Engineers have developed a new type of hybrid solar energy converter, which uses energy from the Sun to create both electricity and steam. The device reportedly has high efficiency and runs at low cost, allowing industry to make use of a wider spectrum of solar energy.
The most common way of collecting energy from the Sun is through photovoltaics. These solar cells produce electricity from sunlight, and they’re so simple that they’re built into everything from garden lights to the grid itself.
But it’s not the only way. Solar concentrators collect heat instead of light, focusing the Sun’s rays to heat up a contained fluid. This can then be used to generate electricity – say as steam turning a turbine – or more directly, to heat homes or for other industrial processes.
Normally these two systems are separate, but attempts have been made to pair them up into single hybrid devices, often resulting in lower efficiency or higher cost. But now researchers claim to have created a new hybrid solar energy converter that mixes the best of both worlds.
The device looks like a satellite dish, with a small device suspended over the center of a parabolic collector. The dish part is mirrored, and focuses the sun’s rays onto the box in the middle. The bottom of this section contains multi-junction solar cells, which collect and convert visible and ultraviolet light into electricity.
But the clever part is that these cells redirect the infrared light – the heat energy – to a separate thermal receiver, higher up in the device. This receiver is essentially a cup-shaped cavity surrounded by pressurized water, which captures the heat and turns into steam.

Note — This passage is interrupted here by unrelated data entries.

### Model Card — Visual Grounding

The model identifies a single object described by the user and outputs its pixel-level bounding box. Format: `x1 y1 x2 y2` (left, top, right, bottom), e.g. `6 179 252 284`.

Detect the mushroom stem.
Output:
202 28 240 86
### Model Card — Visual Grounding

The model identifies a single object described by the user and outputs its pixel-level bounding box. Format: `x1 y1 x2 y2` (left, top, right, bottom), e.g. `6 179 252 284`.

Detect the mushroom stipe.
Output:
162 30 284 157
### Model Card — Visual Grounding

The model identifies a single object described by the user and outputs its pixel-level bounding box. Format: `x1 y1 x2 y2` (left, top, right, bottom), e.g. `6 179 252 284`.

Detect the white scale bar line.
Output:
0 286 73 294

The team says that the total collection efficiency is 85.1 percent, meaning a very high amount of the Sun’s energy is converted into either electricity or heat. The steam can be heated up to 248 °C (478 °F), which is a much higher temperature than many other thermal energy collectors. This means it’s hot enough for many industrial processes, such as drying, curing, sterilizing, and pasteurizing.
The other advantage is cost. The team reports that once scaled up, the hybrid device could run for as little as 3 cents per kilowatt hour.
The team, which is made up of researchers from Tulane University, the University of San Diego, San Diego State University, Boeing-Spectrolab and Otherlab, has been awarded follow-on funding for the next round of development and plans to refine the technology and work towards scaling it up for pilot plant tests.
The research was published in the journal Cell Reports Physical Science.